Syria Chemical Attack: Solving The Syria Crisis In A Peaceful Manner


What appears to be the largest and most toxic chemical attack in Syria since the attack in August 2013 occurred this past Tuesday. According to humanitarian groups, more than 100 people died. The White House referred to the event as a “reprehensible” attack against innocent people “that cannot be ignored by the civilian world.” On Thursday, President Trump ordered the military to carry out a missile attack on Syrian forces for using chemical weapons against civilians.

Mixed opinions are being expressed by Syrian civilians regarding President Trump’s decision. Syrian president Bashar al-Assad denied that his military was responsible for the attack. Thus, some Syrians believe the United States’ decision is not justified since it hasn’t officially been proven that the Syrian government was behind the attacks. Others think this is a necessary action needed to be put forth, not only to bestow hope in the possibility of Syrians residing in camps to return home, but to create an overall hopeful future for Syria.

Some are skeptical that the toxic attack ever even happened. Russia suggested that the images and videos posted online by emergency workers and activists were fake. Doctors, rescue workers, and several witnesses, however, attested that multiple people, many of which were children, were seen gasping for air, foaming at the mouth, or lying motionless or unconscious on the ground.

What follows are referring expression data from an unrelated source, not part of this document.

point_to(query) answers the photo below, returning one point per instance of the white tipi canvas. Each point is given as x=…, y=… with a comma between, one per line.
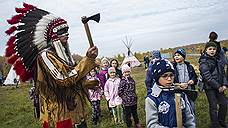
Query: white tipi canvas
x=11, y=77
x=130, y=58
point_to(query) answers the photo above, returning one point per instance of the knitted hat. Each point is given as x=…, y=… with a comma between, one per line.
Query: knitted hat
x=156, y=54
x=111, y=69
x=182, y=52
x=160, y=67
x=125, y=68
x=210, y=44
x=104, y=59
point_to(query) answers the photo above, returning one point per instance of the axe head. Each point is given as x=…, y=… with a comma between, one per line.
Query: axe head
x=95, y=17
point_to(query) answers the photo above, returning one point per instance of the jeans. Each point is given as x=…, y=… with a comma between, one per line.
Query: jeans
x=217, y=115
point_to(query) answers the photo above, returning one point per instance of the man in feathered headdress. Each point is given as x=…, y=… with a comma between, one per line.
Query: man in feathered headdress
x=38, y=49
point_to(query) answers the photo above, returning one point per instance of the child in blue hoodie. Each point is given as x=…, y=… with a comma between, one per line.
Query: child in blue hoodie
x=160, y=104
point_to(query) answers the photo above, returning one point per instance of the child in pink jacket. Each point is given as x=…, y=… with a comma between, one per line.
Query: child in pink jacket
x=95, y=97
x=111, y=95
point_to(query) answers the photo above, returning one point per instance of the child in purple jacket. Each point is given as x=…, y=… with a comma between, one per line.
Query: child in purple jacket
x=103, y=75
x=95, y=97
x=128, y=95
x=111, y=95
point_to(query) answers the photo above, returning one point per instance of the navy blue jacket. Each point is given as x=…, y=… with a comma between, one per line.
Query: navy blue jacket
x=212, y=72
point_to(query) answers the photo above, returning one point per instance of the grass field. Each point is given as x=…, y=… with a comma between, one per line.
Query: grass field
x=16, y=109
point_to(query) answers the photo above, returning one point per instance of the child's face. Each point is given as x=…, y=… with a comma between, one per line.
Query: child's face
x=92, y=72
x=112, y=74
x=105, y=64
x=211, y=51
x=126, y=73
x=178, y=58
x=114, y=64
x=166, y=79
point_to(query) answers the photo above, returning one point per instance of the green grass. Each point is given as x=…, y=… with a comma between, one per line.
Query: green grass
x=16, y=109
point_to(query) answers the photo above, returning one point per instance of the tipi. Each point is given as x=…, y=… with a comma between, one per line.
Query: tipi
x=130, y=58
x=12, y=78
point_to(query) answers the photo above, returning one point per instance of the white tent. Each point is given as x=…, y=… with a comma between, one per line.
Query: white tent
x=130, y=58
x=11, y=77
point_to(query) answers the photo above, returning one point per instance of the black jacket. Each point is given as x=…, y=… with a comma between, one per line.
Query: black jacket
x=212, y=72
x=191, y=73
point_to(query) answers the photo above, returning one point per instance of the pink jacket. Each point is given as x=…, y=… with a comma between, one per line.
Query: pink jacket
x=95, y=95
x=111, y=92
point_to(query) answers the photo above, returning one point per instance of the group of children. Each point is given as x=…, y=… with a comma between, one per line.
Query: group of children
x=118, y=87
x=162, y=79
x=162, y=76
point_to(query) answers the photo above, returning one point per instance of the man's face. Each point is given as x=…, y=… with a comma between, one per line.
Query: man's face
x=105, y=64
x=64, y=38
x=211, y=51
x=178, y=58
x=63, y=35
x=114, y=64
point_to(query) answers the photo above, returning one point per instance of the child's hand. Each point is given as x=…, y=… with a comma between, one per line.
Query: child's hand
x=190, y=82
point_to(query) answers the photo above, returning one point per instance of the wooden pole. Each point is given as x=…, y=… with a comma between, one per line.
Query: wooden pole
x=178, y=110
x=88, y=34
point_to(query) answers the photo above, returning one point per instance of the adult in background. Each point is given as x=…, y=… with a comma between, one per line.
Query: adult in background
x=213, y=36
x=42, y=53
x=146, y=61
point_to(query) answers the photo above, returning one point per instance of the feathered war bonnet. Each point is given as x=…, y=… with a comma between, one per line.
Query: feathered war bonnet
x=32, y=30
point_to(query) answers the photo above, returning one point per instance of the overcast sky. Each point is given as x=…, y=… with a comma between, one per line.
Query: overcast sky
x=151, y=24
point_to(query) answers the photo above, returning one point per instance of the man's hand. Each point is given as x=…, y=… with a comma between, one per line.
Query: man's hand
x=190, y=82
x=92, y=52
x=183, y=85
x=222, y=89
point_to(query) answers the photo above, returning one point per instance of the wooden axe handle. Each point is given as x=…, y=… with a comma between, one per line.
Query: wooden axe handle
x=88, y=34
x=178, y=110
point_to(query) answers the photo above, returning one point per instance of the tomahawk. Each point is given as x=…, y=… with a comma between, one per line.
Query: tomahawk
x=85, y=20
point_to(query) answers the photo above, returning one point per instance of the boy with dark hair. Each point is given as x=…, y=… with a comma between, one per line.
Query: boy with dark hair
x=160, y=104
x=185, y=73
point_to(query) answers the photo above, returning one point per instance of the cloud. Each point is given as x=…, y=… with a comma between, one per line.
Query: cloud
x=149, y=23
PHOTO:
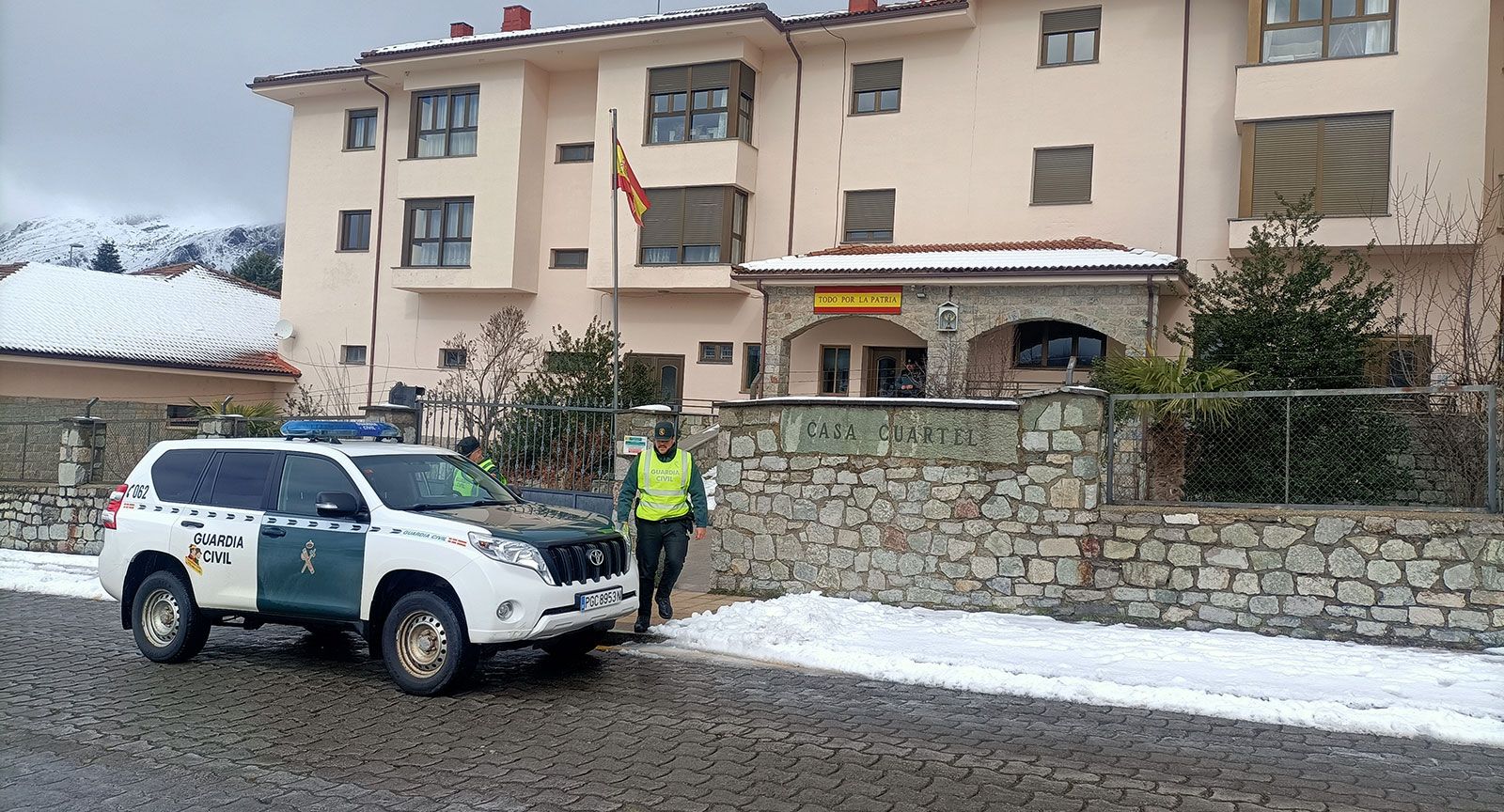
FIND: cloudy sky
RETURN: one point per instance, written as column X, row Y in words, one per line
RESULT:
column 117, row 107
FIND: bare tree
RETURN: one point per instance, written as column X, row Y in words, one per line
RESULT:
column 496, row 360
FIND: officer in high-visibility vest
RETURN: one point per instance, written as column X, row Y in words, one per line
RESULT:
column 470, row 448
column 669, row 500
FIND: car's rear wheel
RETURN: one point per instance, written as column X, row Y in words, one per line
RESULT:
column 169, row 628
column 425, row 646
column 575, row 644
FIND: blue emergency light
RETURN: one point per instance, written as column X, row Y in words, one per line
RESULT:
column 338, row 429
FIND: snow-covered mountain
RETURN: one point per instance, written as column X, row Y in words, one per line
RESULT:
column 143, row 242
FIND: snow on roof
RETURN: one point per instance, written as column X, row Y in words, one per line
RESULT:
column 178, row 316
column 977, row 258
column 498, row 38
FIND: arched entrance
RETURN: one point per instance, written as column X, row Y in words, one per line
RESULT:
column 1034, row 353
column 854, row 357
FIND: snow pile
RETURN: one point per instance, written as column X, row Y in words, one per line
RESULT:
column 1453, row 696
column 52, row 573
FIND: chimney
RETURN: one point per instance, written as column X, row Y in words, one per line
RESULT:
column 516, row 19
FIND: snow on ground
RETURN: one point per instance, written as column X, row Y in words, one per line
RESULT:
column 1353, row 688
column 52, row 573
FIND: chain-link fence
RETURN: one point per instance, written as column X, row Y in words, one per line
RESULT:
column 1408, row 447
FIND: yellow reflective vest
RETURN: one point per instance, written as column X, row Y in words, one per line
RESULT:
column 664, row 486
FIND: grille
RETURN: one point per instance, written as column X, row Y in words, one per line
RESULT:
column 571, row 563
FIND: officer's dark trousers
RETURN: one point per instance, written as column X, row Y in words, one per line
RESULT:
column 669, row 540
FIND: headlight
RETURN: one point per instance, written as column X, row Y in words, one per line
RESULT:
column 511, row 553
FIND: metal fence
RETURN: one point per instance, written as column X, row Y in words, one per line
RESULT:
column 566, row 447
column 1426, row 447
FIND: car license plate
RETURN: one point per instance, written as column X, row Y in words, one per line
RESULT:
column 596, row 601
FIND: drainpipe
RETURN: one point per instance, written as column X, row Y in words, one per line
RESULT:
column 793, row 170
column 381, row 218
column 1185, row 90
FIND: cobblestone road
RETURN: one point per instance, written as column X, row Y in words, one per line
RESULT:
column 271, row 721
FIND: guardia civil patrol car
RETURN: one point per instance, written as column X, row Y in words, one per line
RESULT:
column 417, row 549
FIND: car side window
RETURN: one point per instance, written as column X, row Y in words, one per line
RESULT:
column 305, row 478
column 240, row 480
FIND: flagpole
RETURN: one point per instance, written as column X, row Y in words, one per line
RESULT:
column 616, row 293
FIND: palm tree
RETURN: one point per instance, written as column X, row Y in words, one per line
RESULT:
column 1167, row 423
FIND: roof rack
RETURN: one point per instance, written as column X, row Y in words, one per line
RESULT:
column 335, row 430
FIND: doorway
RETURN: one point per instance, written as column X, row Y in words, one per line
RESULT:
column 884, row 366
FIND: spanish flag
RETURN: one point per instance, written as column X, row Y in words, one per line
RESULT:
column 628, row 182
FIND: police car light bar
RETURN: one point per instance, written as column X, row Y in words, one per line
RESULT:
column 338, row 429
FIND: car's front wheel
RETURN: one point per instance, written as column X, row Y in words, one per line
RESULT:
column 169, row 628
column 426, row 647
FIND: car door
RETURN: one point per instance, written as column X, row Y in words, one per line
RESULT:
column 215, row 536
column 308, row 566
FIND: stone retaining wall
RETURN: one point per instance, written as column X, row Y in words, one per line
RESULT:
column 49, row 518
column 1020, row 530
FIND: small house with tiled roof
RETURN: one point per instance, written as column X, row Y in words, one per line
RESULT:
column 170, row 335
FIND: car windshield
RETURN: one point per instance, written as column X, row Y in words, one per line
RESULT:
column 431, row 481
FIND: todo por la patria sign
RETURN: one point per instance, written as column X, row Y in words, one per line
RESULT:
column 901, row 430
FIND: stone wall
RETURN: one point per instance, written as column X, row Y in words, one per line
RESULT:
column 52, row 518
column 1020, row 530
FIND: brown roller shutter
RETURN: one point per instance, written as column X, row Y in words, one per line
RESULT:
column 1283, row 163
column 870, row 211
column 668, row 80
column 704, row 215
column 877, row 75
column 1355, row 165
column 1062, row 175
column 1075, row 20
column 711, row 75
column 662, row 223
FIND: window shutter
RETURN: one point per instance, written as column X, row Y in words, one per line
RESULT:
column 1283, row 163
column 1355, row 165
column 1077, row 20
column 662, row 223
column 668, row 80
column 704, row 215
column 870, row 211
column 1062, row 175
column 877, row 75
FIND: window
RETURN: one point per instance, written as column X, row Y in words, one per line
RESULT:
column 1062, row 175
column 446, row 122
column 692, row 102
column 876, row 86
column 355, row 230
column 694, row 226
column 360, row 130
column 177, row 474
column 240, row 480
column 305, row 478
column 1070, row 37
column 1343, row 160
column 1055, row 343
column 716, row 352
column 870, row 215
column 576, row 154
column 1297, row 30
column 835, row 370
column 440, row 232
column 751, row 366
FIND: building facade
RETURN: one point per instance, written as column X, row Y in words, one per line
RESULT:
column 436, row 182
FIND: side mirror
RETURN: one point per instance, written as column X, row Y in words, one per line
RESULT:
column 336, row 504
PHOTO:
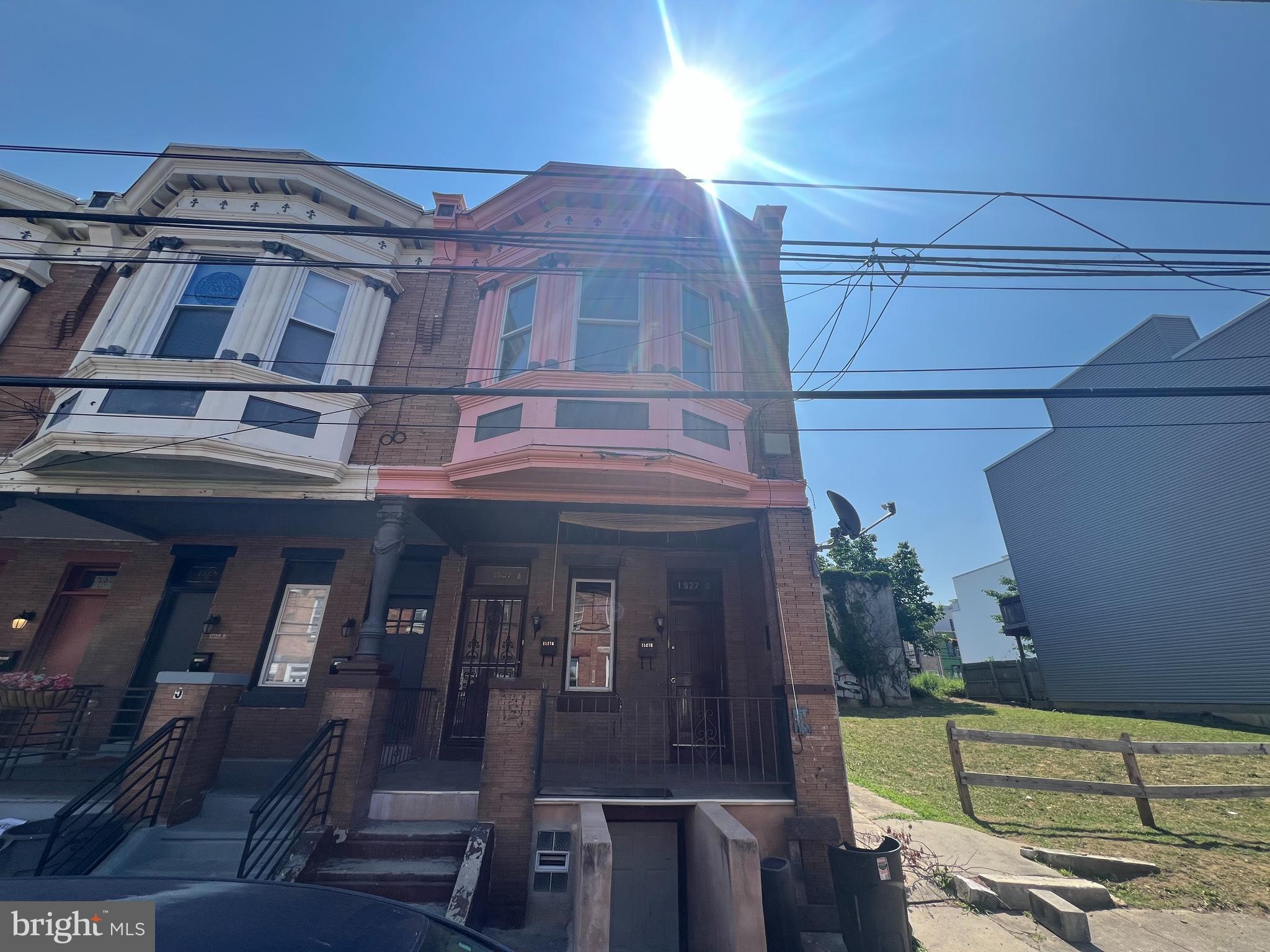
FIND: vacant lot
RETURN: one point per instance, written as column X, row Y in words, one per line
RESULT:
column 1214, row 853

Two days prior to the attack, an airstrike had severely damaged the area’s largest hospital. As a result, many victims were being treated at nearby clinics. A few hours following the first attack, another airstrike hit one of these clinics treating victims, according to witnesses. It is a never-ending tragedy. These kinds of attacks in Syria have become routine.

A 14-year old girl who lives in the attacked town said she had left home for her exam on the Quran (scheduled for early morning because fewer bombings were expected then) when the attack occurred. On her way, she saw an aircraft drop a bomb on a one-story building a few dozen yards away from her. She described an explosion like a yellow mushroom cloud that stung her eyes. “It was like [a] winter fog,” she said. As she took shelter in her home nearby, she saw multiple residents arrive by car to help the wounded. “When they got out, they inhaled the gas and died.”

Trump’s decision to carry out a missile attack on Syrian forces will be counterproductive. We may see the same result of a loss of American taxpayer dollars, as happened in Iraq and Libya. More importantly, reckless and avoidable destruction will take place. Although Trump’s decision was made to punish Syrian forces for using chemical weapons on civilians, a peaceful negotiation could bring the same positive outcomes.

Peace will never be accomplished through fatal military attacks. Right now, Syria needs peace. Nonetheless, to better Trump’s decision, Hillary Clinton states that the attack must be “followed by a broader strategy to end Syria’s civil war,” otherwise the attack would have been for the sole purpose of punishing, not bettering. “We [the U.S.] cannot, in one breath, speak of protecting Syrian babies, and in the next, close Americas doors to them,” she continues.

This may be the beginning of the end to Syria’s crisis.

Amanda Pedersen-Henry

Second year student at Villanova University studying Communication (Journalism) and Political Science.